There’s nothing wrong with rooting for the underdog. Unfortunately, we have taken that affinity for the little guy and turned it into an outright hatred of those who achieve at a high level. Win too often and NASCAR Nation will inevitably try and run you out of town. Never mind that Jimmie Johnson is a nice guy, a tremendous spokesman for the sport and one of the best drivers of this (or any) era. He wins too often, prompting fans and media members alike to call for more parity in the Sprint Cup Series. “Parity,” if you’re wondering, is code-speak for “slow Jimmie down.”
People say they’re tired of seeing big teams beat little teams, but that’s not true. What they’re really sick of seeing is Jimmie Johnson, Carl Edwards and Kyle Busch win races. Kyle is not dominating the Camping World Truck Series in Joe Gibbs Racing equipment. He is fielding his own team and winning with it; something most fans claim to support. And yet, he is seen as part of a problem that needs to be fixed, and fixed now.
Those who criticize the Nationwide and Truck Series for not allowing “shade tree mechanics” to run up front are simply out of touch with reality. A race team I am involved with competed in a Super Late Model race last Saturday night at Hickory Motor Speedway. Even at that level of the sport – far below even the Camping World Truck Series -- nearly half the teams showed up in tractor-trailer transporters as expensive as anything seen in the Nationwide or Truck garages. There were 44 Super Late Model teams at Hickory this weekend, and not one of them built their car in a dirt-floored, single-bay garage with a lonely light bulb flickering from the ceiling.
It’s time for NASCAR’s fans and media to ditch the romanticism and accept the fact that modern-day NASCAR National Series teams have budgets that far eclipse the budget of a 1980 Winston Cup operation. This is not 1963, when a race team could be built by a few friends working in that dirt-floored, one-bay garage.
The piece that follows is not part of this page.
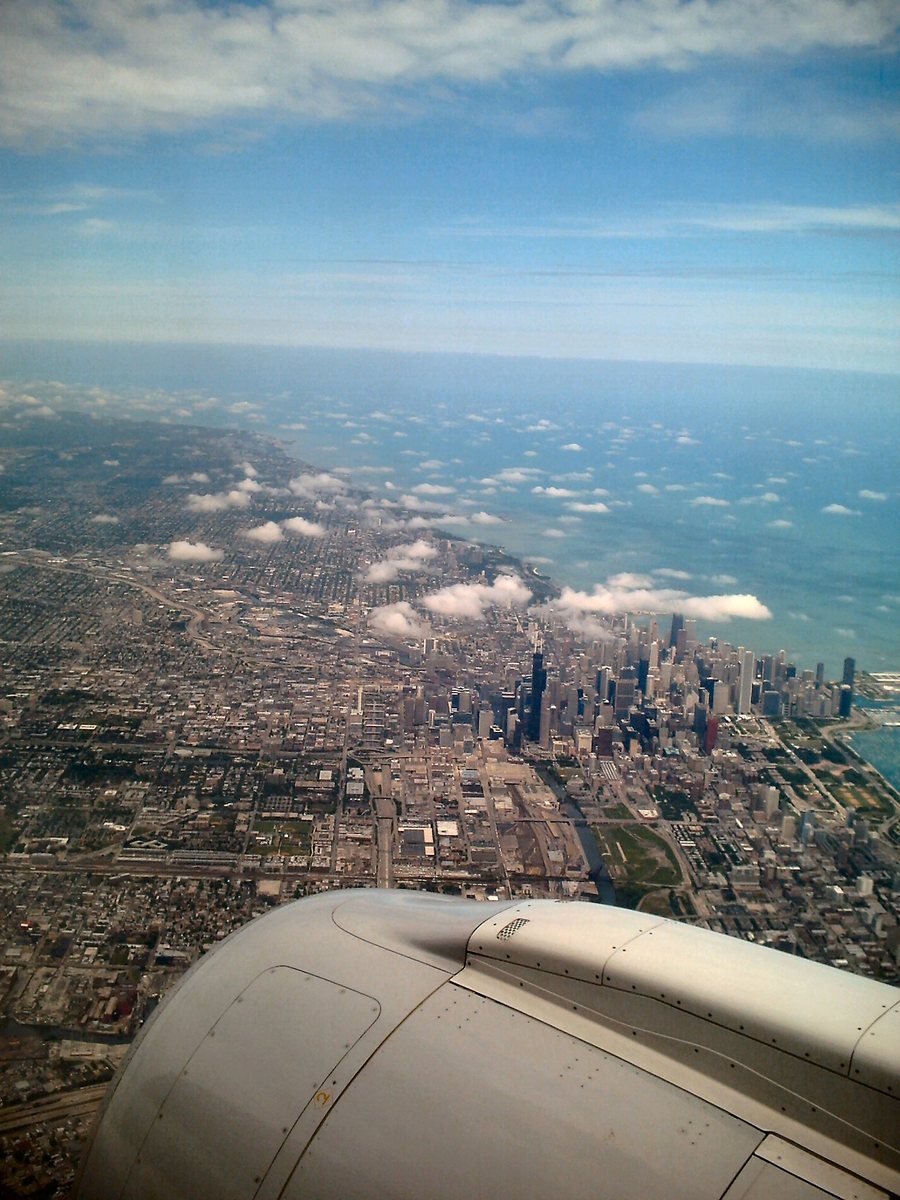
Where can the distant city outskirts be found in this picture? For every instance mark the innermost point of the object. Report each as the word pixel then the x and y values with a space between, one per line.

This is 2011, and successful National Series race teams now run on $7-10 million per year, not $25,000. If you’ve got $25,000 to spend on a race car this season, build a Late Model and run it at your local short track. Don’t expect to compete and win on the second-largest series in America.
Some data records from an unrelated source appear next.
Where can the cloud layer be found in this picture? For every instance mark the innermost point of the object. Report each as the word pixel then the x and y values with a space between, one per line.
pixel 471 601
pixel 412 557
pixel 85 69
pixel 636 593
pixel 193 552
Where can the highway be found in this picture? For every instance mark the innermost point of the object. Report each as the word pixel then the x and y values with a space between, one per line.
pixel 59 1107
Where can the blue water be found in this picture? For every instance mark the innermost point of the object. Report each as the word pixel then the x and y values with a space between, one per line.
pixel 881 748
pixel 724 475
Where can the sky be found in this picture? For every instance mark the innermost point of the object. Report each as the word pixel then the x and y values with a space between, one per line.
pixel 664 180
And stop crying for NASCAR to bring the competition back down to your level.
The only way to stop Busch, Edwards and their fellow Sprint Cup drivers from winning Nationwide and Truck Series races is to ban them from the circuit entirely. As we have discussed in the past, doing so would also eliminate Stewart, Martin, Kevin Harvick and Dale Earnhardt, Jr., from the starting lineup, stripping those series of much of its marquee value and depriving track owners of their top ticket sellers. That is not a move that NASCAR, its promoters or television and radio partners are willing to make.
So here it is, one more time for those who somehow are still incapable of understanding what happened during the off-season. NASCAR’s new Nationwide point system was not designed to change what happens on the race track on Saturday night. It was designed to alter the look of the championship standings on Monday morning; augmenting an already strong on-track product by allowing talented Nationwide-only youngsters to battle for the series championship.
On both counts, the new system is working as planned.